Right after the SFMTA’s embarrassing need for a do-over on the Valencia Street bike lane, the agency is now pushing for a bike lane in Chinatown. But Chinatown community groups don’t want it, and say the idea “just doesn’t make sense.”
Is there some great demand out there for bike lanes in Chinatown? The San Francisco Bicycle Coalition and SF Municipal Transportation Agency (SFMTA) both seem to think so, and are in the early stages of developing a plan to add bike lanes to one of Chinatown’s main thoroughfares. But the SFMTA is also still has a big black eye over the controversial center-running bike lane they put on Valencia Street, followed by an about-face ten months later when they decided to backtrack to something more resembling the old curbside bike lane design.
Well, the agency had a community meeting on the idea last week, and the Examiner reports that Chinatown community leaders are largely against the proposed Chinatown bike lane. “I just think having a bike lane run through a neighborhood like that just doesn’t make sense,” Chinatown Community Development Center planning director Rosa Chen told the Examiner.
Chinatown Transportation Research and Improvement Project co-chair Jon Hee was a little more blunt with his language.
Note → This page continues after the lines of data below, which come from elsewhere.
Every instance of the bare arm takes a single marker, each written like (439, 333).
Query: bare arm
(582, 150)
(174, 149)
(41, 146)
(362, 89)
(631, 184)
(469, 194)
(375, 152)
“Their outreach on this one really sucked,” Hee said to the Examiner. “As a major advocate for Chinatown and North Beach transportation and pedestrian safety, they didn’t send us an email straight. Usually, when they’ve had big projects, they’ve kept us up to date — I don’t know what happened this time.”
The SFMTA has not chosen what street the bike lane might be placed on, and they may not even go through with the idea. Last week, Mission Local had some details of the possible Chinatown bike lane locations: one option is for the bike lanes on Broadway, another is to place them on Pacific Avenue and Jackson Street. A third option is to add no bike lanes, but to lower some neighborhood streets’ speed limits down to 15 miles per hour.
SFMTA Biking and Rolling Plan project manager told the Examiner that “This is very much going to be driven by the public input that we get around these scenarios, and I hope that in conversations with communities who are really concerned, they see that we are listening.”
And so to that end, there will still be ten more community meetings on these proposed bike lanes (one meeting in each supervisorial district), including one tonight at the Southeast Community Center in Hunters Point.
But consider the backdrop that there’s a mayoral election going on right now, with one of the candidates being the supervisor of Chinatown’s district, and all of the candidates are lobbying hard for the Chinese American vote. So if Chinatown voter sentiment is running against the bike lanes, you pretty much figure all of the candidates will come out against these bike lanes too.
So this could be the beginning of the end for those bike lanes before they’re even approved, and possibly also for embattled SFMTA director Jeffrey Tumlin, who’s already had candidate Mark Farrell publicly declare he would fire Tumlin if elected mayor.